Immunodeficiencies in Horses
Immunodeficiency is a rare disorder of the immune system that results in failure to build protection against pathogens. The most common clinical indication of an underlying immunodeficiency is recurrent infections with frequent treatment failures.
Clinical conditions that may indicate immunodeficiency include:
- two or more episodes of pneumonia within 1 year;
- infections with opportunistic organisms;
- multiple sites of infection (pneumonia + sinusitis);
- recurrent pyodermatitis, deep skin or organ abscesses;
- single episode of meningitis or osteomyelitis;
- two or more months on antibiotics with little or no affect;
- failure to gain weight or grow normally;
- recurrent infections with a history or primary immune deficiency in the blood line.

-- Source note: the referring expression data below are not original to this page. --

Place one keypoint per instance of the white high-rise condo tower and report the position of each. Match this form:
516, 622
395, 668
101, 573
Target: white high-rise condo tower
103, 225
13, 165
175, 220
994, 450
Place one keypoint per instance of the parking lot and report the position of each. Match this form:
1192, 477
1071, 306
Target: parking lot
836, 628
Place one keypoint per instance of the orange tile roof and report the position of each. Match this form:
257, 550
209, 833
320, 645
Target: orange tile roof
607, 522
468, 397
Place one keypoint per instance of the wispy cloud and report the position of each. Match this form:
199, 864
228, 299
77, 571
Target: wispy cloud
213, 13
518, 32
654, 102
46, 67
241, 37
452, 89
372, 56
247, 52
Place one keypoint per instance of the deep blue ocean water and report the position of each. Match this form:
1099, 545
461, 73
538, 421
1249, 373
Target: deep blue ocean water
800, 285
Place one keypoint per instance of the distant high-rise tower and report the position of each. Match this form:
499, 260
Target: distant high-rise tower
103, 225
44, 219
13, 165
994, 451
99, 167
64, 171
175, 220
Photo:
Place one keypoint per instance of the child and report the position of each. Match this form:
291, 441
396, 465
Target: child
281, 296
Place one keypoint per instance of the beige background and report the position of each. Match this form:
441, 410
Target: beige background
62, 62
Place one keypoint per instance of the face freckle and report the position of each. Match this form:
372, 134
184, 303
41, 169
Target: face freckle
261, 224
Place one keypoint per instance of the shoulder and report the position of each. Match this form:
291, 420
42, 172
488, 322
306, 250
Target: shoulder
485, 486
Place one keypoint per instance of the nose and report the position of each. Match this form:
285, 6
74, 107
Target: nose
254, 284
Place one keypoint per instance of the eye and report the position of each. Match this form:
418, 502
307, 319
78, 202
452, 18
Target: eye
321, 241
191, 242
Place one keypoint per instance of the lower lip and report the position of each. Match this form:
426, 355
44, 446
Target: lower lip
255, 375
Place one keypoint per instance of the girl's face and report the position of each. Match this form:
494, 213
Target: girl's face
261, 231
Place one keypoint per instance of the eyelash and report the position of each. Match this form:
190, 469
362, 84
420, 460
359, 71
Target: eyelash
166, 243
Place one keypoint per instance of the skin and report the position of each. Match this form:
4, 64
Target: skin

In equine neonates, the clinical recognition of immunodeficiency may not be obvious because of the common presentation of failure of passive transfer of immunoglobulin and infection in this age group. However, infections with opportunistic organisms (e.g. Cryptosporidium parvum, Pneumocystis jirovecii, Candida spp., adenovirus) should alert for an immunodeficiency condition. In contrast, foals with recurrent respiratory infections at a later age (3-6 months of life) could present a delay in the development of their immune system, which increases their susceptibility to pathogens. In the adult horse, stress plays a significant role in predisposition to infections that can be managed with rest and supportive treatment; however, recurrent bacterial respiratory infections or meningitis are common manifestations of underlying immunodeficiencies.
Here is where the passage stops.